Selon ses déclarations, l’encours global de la dette publique du Sénégal culmine actuellement à « un peu moins de 24 000 milliards de FCFA ». Ce stock représente un ratio de 119 % du Produit intérieur brut (PIB) pour la seule dette de l’État central, et grimpe jusqu’à 132 % du PIB si l’on y intègre les passifs des établissements publics. Malgré la lourdeur de ce passif, Cheikh Diba a affirmé que des réformes de structure sont déjà en cours pour stabiliser les finances de l’État et réduire progressivement la pression sur le budget national. « Contrairement à ce qu’on cherche à nous faire croire, la situation de la dette est en train d’être traitée avec rigueur depuis que le nouveau régime est en place », a-t-il martelé.
Une stratégie axée sur les financements concessionnels et le reprofilage
Le ministre a expliqué que l’exécutif s’attèle désormais à réaligner le déficit budgétaire sur des dépenses exclusivement financées par des ressources concessionnelles, afin de limiter le recours à des emprunts commerciaux beaucoup plus coûteux sur les marchés financiers.

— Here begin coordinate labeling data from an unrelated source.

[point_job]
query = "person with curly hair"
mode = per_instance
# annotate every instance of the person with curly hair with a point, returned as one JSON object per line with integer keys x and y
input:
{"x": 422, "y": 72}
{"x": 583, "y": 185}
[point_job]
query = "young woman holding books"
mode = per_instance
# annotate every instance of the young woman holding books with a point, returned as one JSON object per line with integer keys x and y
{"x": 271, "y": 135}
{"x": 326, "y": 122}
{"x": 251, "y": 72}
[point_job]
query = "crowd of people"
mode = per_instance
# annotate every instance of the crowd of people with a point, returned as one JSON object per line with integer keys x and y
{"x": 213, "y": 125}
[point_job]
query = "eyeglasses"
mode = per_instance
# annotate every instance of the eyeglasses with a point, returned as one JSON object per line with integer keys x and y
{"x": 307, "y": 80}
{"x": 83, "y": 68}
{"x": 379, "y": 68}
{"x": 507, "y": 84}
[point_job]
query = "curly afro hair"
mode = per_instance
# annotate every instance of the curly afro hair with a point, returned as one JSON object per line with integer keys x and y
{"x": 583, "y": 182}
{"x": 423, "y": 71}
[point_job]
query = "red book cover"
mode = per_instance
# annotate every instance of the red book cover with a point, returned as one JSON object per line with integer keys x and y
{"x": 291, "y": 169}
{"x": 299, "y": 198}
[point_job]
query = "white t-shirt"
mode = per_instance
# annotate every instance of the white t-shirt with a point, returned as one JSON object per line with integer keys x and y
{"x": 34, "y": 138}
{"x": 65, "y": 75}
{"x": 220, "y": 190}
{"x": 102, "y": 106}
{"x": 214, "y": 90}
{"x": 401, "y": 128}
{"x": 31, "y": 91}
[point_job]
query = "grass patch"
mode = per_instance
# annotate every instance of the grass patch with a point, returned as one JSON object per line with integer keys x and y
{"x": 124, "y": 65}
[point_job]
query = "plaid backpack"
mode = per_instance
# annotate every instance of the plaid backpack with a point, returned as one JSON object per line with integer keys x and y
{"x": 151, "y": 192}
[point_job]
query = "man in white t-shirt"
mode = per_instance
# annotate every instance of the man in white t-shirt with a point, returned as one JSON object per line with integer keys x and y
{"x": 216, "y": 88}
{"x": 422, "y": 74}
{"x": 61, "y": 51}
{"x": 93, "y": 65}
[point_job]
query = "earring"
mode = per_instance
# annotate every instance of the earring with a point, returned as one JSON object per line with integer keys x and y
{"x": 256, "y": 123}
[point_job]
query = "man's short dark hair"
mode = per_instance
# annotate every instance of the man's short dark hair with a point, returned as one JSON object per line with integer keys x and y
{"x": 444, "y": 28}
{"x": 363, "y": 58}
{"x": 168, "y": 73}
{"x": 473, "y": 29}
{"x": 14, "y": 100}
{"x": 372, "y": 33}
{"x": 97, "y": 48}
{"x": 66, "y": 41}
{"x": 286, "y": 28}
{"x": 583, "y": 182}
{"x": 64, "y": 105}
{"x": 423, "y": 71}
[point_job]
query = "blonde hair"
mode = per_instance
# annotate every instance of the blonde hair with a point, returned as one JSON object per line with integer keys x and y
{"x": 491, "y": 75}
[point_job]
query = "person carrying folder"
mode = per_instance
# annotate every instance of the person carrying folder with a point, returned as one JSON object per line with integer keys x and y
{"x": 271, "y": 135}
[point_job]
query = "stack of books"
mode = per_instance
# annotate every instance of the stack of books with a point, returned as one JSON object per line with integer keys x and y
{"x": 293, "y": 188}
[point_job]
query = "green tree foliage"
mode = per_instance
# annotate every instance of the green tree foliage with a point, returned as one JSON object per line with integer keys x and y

Il a également rappelé que la charge principale provient du stock de dette accumulé au fil des décennies antérieures. « Rien que pour cette année, nous allons rembourser plus de 4 300 milliards de FCFA au titre du service de la dette », a révélé le grand argentier de l’État.
Face aux accusations récurrentes concernant un recours massif à de nouveaux emprunts depuis l’alternance politique, le ministre a opposé un démenti catégorique. Pour alléger durablement la charge financière de l’État, le Gouvernement mise désormais sur des opérations techniques d’échange de dettes et de reprofilage. Cette stratégie consiste à remplacer des emprunts à court terme arrivant à échéance par des financements à plus long terme et à moindres coûts. « Nous échangeons des dettes à échéances courtes contre des maturités beaucoup plus allongées avec des coûts moins élevés », a détaillé Cheikh Diba. Selon lui, cette ingénierie financière doit permettre au Sénégal de retrouver progressivement des marges de manœuvre budgétaires tout en garantissant le respect scrupuleux des engagements internationaux de l’État.